Uriel, der den Vorgang mit einer erhabenen Ruhe beobachtet hatte, wandte nun seinen Blick erneut auf uns. »Wer das Licht Gottes sucht«, sagte er mit einer ernsten, jedoch nicht unfreundlichen Stimme, »dem werde ich auch helfen.« Er machte eine kurze Pause, als ob er sicherstellen wollte, dass wir die Bedeutung seiner Worte verstanden.
Doch dann fügte er hinzu, und seine Stimme wurde schwerer, als wäre sie mit einem Hauch von Vorahnung durchzogen:
»Bedenkt – das Licht, das ihr sucht, kann euch ebenso verbrennen, wie es euch rettet. Nutzt es weise, oder ihr werdet von der Dunkelheit gezeichnet.«
Mit diesen Worten verschwand er, und die Kirche wurde wieder von einer eisigen Stille erfüllt.
***
Die Straßen lagen still und verlassen vor uns, nur das gedämpfte Klacken unserer Schritte hallte in der kühlen Nachtluft.
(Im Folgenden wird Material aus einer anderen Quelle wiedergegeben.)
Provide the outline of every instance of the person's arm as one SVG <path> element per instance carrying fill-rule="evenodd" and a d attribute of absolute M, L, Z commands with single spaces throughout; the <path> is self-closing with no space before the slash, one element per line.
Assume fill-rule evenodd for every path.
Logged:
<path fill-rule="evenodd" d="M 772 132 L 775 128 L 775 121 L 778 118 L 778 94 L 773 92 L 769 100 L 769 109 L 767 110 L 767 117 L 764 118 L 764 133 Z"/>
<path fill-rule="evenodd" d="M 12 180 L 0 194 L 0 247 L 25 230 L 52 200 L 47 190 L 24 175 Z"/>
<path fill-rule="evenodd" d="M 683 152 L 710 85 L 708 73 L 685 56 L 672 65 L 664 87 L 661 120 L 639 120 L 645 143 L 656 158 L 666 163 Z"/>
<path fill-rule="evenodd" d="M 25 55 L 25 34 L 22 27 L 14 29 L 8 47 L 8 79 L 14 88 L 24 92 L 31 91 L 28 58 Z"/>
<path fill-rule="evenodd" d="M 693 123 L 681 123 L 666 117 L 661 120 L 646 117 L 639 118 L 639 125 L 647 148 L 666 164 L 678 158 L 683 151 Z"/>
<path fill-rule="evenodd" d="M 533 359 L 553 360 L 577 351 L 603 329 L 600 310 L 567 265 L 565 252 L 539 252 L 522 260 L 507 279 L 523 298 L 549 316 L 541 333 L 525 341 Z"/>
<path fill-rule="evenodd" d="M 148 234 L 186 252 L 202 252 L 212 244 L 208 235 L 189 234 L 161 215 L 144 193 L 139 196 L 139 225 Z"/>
Der Wind wehte kalt durch die Gassen, als ob er die Last unserer Begegnung mit Uriel spüren würde. Mein Kopf war noch immer voller Fragen, aber die Antworten schienen immer weiter weg.
Der Engel. Uriel. Ein Wesen aus Licht. Ich hatte es gesehen.
»Woher kanntest du seinen Namen?«, fragte ich schließlich, die Frage drängte sich mir auf. Ich blickte zu Corvin, der ruhig neben mir ging, den Käfig mit dem Licht Gottes wie eine Laterne in der Hand.
»Man hat viel Zeit, sich einzulesen, wenn man so alt ist, wie ich«, antwortete der Halbdämon mit einem leichten Lächeln, das nicht ganz seine Augen erreichte. Er schien mit sich selbst beschäftigt zu sein, doch ich konnte die Schwermut in seiner Stimme spüren.
»Und hast du zuvor schon einmal einen Engel gesehen?«, fragte ich weiter.
»Ja«, antwortete er, doch seine Miene blieb undurchdringlich. »Vor Uriel hab ich schon Mal einen anderen Engel getroffen, aber das ist eine andere Geschichte.«
»Glaubst du, Uriel hat gesehen, dass ich ein Wiedergänger bin?«, fragte ich dann, die Unsicherheit in mir wuchs.
War ich so leicht zu durchschauen? Würde Uriel uns oder mich stoppen?
Corvin warf mir einen Blick zu, als er die Frage hörte.
»Keine Sorge«, sagte er ruhig. »Engel mögen mächtig sein, aber Erzengel gehören nur zu dritten Hierarchie der neun Chöre der Engel. Sie sind Boten, keine Richter. Sie agieren auf Aufträge, sie beobachten, aber sie handeln nicht immer selbst.«
Ich nickte, fühlte mich trotzdem nicht ganz beruhigt. Die Frage nach meiner Existenz würde mich wohl noch lange beschäftigen.
»Wie geht es weiter?«, fragte ich dann, die Richtung von allem suchend.
»Ich werde die Fackel fertig machen«, antwortete Corvin, der Blick vor uns gerichtet, »und wenn du bereit bist, steigen wir in die Minen hinab.«
Ich atmete tief ein. Ein Zurück gab es nicht. Entweder wir kämpften und besiegten das Monstrum für ein und allemal oder wir ließen uns von der Dunkelheit verschlingen.